Julian Clover sees benefits for the US producer and resignation for cable in the new CBS-Chellomedia joint venture.
The arrival of CBS into the UK market through the new 50/50 joint venture with Chellomedia means that all three, four according to how you count them, of the major US broadcast networks are now present in one way or another.
In many ways it has been a recent phenomena, News Corp has of course been here since the mid 1980s, but it has only been since the arrival of FX and the Fox International Channels business (which has a much larger presence in continental Europe anyway) that it has begun to make its presence felt away from that of sibling Sky.
Disney-owned ABC launched ABC1 in September 2004, initially as a DTT-only channel, a decision that didn’t help its longevity and it closed three years later. Now, however, the network is back through ESPN, while Disney Channel has been present since the early 1990s.
Many of us recall the 1993 takeover of the old Super Channel by NBC, the distribution network later seeding CNBC, but the Peacock Network is now back in the entertainment game through Hallmark, Universal Channel and Sci Fi.
In the UK, CBS will replace Zone Romantica, Zone Thriller, Zone Horror and Zone Reality, Zone Horror+1 and Zone Reality+1 with their own branded channels. Whether the CBS name is adopted on screen remains to be seen, but it is amazing what a US brand can do, just look at the conversion of NASN to ESPN America.

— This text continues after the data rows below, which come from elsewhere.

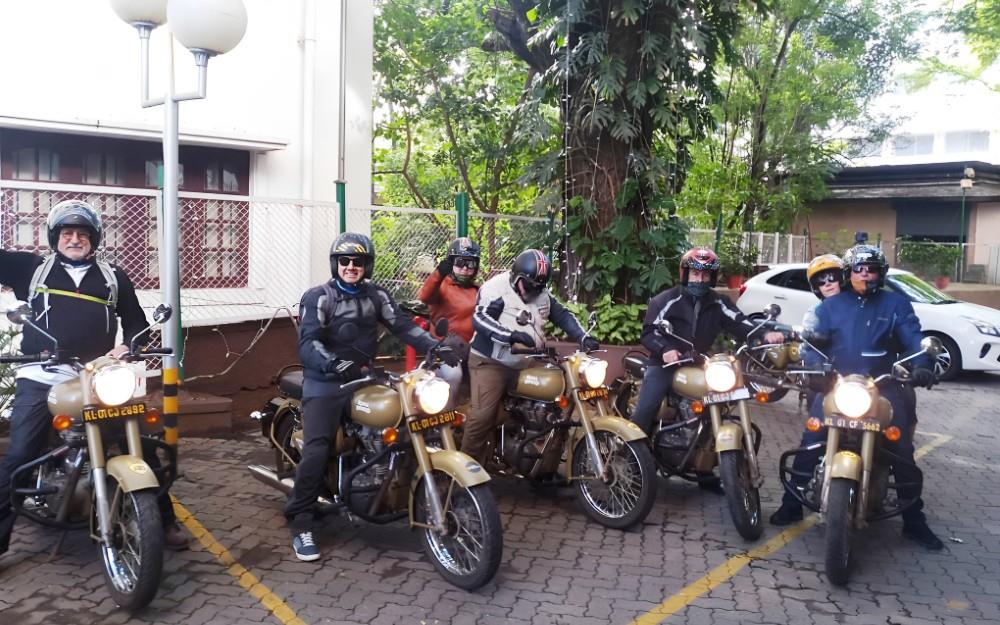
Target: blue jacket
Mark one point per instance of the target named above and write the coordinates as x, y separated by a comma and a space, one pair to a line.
868, 333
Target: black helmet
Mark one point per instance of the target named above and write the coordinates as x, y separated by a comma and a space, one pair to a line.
74, 213
353, 244
532, 268
870, 256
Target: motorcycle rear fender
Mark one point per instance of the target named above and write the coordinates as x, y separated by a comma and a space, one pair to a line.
729, 438
466, 471
132, 473
846, 464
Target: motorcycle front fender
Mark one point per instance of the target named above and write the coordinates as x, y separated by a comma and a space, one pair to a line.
729, 438
846, 464
132, 473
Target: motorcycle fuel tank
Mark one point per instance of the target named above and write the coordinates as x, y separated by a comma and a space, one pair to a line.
545, 383
376, 407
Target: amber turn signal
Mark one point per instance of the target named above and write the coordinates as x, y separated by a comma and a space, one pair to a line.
390, 435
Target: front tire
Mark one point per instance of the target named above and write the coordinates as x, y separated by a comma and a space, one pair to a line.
840, 511
627, 496
468, 554
133, 562
742, 497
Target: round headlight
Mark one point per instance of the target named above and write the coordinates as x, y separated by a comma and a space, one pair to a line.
720, 376
432, 395
593, 372
115, 384
852, 399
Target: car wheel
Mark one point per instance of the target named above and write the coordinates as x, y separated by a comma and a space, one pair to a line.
948, 364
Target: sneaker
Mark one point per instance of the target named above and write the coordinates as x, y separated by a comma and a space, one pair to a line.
174, 537
787, 514
305, 548
919, 532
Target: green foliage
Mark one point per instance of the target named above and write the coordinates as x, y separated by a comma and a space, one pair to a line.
617, 324
927, 257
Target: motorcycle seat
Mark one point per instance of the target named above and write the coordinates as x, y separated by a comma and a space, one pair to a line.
290, 383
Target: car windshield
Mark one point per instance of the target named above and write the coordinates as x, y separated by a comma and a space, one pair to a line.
918, 290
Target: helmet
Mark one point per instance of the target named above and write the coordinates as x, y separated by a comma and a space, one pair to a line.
822, 264
353, 244
74, 213
532, 268
700, 258
870, 256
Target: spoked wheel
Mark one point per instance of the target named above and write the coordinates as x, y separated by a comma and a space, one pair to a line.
133, 562
467, 554
840, 512
742, 497
625, 496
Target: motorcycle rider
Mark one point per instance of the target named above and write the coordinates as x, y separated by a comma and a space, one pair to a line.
78, 300
698, 314
511, 308
860, 329
330, 360
450, 293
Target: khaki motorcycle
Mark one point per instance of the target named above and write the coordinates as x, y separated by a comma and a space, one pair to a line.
853, 484
704, 422
87, 480
395, 458
557, 422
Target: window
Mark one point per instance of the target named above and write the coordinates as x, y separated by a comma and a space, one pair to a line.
967, 141
912, 145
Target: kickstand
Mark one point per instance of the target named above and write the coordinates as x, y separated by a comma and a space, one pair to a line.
57, 546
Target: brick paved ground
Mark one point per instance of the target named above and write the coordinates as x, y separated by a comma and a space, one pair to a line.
559, 568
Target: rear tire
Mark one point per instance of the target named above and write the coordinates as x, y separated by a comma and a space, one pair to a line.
742, 498
839, 513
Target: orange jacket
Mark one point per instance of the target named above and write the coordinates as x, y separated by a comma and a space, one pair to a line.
452, 301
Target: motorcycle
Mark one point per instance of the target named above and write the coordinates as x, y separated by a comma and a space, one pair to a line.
556, 421
81, 484
393, 458
704, 422
851, 485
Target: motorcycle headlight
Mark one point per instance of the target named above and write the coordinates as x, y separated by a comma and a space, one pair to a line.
115, 384
593, 372
432, 395
853, 399
720, 376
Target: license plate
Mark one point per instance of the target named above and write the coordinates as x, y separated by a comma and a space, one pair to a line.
733, 395
96, 413
867, 425
419, 424
593, 393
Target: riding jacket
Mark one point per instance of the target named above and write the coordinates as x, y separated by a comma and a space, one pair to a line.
500, 311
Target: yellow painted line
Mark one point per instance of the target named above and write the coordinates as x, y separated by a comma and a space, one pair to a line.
271, 602
735, 564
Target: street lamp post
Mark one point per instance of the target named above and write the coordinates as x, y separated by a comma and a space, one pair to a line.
206, 28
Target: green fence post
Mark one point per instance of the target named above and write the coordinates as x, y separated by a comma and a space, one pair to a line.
462, 207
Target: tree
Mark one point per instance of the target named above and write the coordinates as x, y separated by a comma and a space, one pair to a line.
802, 75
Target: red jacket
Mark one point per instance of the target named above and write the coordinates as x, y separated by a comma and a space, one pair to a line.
449, 300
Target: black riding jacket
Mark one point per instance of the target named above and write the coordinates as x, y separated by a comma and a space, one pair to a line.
699, 320
84, 328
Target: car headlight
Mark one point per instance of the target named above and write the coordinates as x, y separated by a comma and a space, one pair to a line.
432, 395
853, 399
593, 372
720, 376
115, 384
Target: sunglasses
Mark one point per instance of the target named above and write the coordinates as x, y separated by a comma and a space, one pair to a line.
344, 261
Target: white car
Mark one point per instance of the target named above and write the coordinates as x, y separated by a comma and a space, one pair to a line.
970, 332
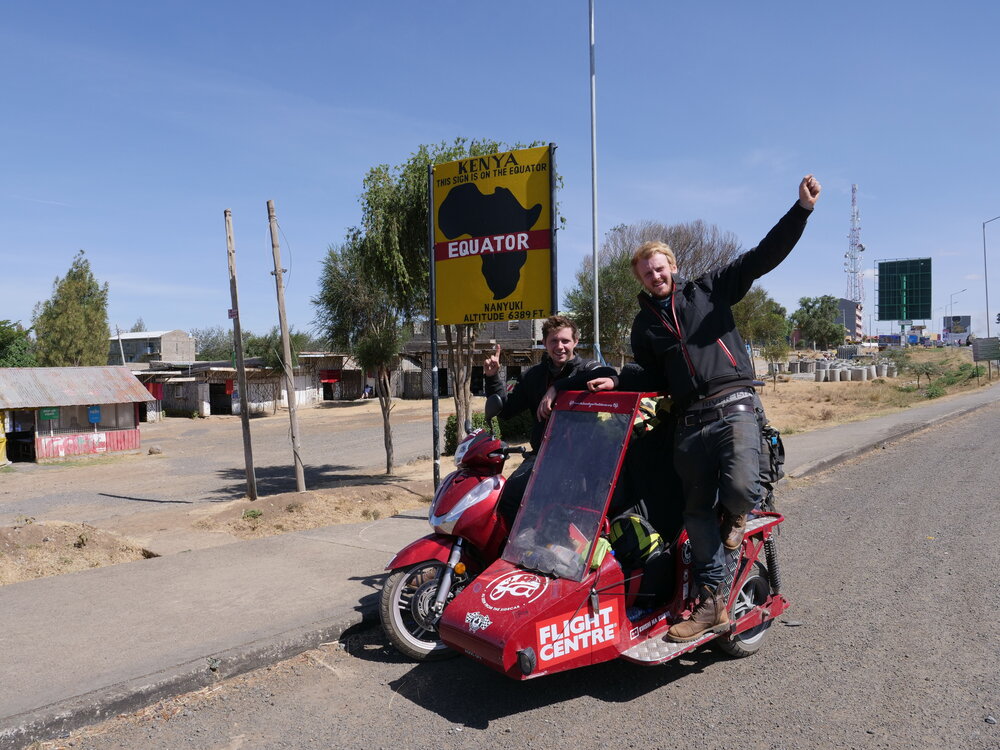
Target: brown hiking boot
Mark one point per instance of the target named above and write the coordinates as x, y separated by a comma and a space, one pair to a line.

CBS has almost been here before, ten years ago it merged with Viacom, but the partnership didn’t work out, and the two companies formally split in January 2006. While Viacom walked away with cable brands that included MTV, Comedy Central and Nickelodeon, CBS was seen has having the less viable broadcast business.

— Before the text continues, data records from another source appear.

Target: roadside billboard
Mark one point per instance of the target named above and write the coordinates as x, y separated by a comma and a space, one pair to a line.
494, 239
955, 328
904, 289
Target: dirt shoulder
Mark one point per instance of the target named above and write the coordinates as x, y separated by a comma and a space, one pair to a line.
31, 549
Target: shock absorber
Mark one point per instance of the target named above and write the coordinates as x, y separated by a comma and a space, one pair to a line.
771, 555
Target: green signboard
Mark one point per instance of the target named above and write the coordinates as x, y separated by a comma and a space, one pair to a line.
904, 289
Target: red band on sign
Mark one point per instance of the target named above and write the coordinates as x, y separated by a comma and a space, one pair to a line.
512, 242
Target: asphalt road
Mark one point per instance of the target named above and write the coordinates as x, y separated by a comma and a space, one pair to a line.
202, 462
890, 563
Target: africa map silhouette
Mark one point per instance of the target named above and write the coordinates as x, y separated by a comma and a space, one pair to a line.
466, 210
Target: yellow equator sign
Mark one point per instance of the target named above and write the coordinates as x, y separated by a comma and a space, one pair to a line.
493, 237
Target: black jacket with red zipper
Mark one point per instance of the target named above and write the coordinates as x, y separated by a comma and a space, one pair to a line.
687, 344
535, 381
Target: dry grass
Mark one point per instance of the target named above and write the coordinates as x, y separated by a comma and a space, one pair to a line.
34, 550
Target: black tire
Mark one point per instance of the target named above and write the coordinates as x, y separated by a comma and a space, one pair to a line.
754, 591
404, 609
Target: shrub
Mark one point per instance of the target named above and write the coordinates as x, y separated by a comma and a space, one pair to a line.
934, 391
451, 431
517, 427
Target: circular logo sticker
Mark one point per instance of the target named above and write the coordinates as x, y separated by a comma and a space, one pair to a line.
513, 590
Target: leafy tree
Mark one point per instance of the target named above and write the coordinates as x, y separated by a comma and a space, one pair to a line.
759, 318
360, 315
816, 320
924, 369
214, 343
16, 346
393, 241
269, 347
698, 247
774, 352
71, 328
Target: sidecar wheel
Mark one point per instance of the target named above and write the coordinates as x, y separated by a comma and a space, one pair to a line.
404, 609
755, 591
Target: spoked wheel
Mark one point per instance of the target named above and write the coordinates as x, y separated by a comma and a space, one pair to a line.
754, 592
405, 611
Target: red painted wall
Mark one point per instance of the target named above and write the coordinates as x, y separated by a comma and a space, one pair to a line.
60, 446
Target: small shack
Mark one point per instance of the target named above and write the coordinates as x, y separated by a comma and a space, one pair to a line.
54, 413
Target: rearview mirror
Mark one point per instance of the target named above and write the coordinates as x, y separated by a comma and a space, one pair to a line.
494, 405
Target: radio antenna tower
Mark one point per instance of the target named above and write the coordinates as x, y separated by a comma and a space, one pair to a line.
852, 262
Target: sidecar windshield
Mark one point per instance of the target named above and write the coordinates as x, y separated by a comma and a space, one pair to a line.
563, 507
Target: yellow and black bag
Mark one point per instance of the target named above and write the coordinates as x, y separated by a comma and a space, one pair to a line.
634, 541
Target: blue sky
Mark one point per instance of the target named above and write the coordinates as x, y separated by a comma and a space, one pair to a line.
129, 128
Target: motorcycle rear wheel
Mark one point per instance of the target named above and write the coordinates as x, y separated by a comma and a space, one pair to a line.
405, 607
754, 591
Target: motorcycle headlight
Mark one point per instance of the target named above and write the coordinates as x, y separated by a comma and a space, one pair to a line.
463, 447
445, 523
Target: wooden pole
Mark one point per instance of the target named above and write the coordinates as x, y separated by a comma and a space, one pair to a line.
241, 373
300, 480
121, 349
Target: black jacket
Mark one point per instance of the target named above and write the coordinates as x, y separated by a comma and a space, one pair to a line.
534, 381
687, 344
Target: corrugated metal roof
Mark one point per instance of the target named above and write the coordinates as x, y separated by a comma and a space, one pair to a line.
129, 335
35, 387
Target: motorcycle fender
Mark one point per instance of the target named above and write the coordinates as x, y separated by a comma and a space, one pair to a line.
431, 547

But CBS also has a distribution business with titles that include The Oprah Winfrey Show, Dr Phil, Judge Judy, CSI, Star Trek, Frasier, Everybody Loves Raymond and Medium. So if the CBS brand may not be familiar to viewers in the UK, the shows will almost certainly be from appearances on channels both inside and away from the current Chellomedia family. For a US broadcaster and distributor could there be more money to be made from owning the channel and taking advertising and home shopping revenues than there is from just selling your programmes to a third party?

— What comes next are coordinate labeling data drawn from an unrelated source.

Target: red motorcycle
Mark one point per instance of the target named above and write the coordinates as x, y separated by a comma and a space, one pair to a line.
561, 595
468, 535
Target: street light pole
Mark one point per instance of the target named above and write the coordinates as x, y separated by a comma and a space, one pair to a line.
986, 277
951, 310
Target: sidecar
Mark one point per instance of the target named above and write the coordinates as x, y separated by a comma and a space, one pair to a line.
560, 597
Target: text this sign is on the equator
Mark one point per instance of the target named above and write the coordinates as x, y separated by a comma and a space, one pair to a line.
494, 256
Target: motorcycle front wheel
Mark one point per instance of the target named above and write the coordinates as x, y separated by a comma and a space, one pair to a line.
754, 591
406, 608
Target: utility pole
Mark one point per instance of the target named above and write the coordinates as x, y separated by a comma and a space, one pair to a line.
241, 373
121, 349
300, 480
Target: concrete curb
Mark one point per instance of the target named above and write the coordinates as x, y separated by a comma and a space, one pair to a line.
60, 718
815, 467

The Chellomedia-CBS agreement is all about the UK, but it is reasonable to speculate as to whether it might later be extended to continental Europe, where Chellomedia’s sister company UPC has the bulk of its cable households. Should that be the case then like Virgin Media, whose own content business has been perpetually for sale, we should be clear that that it is all about the pipe no longer showbusiness.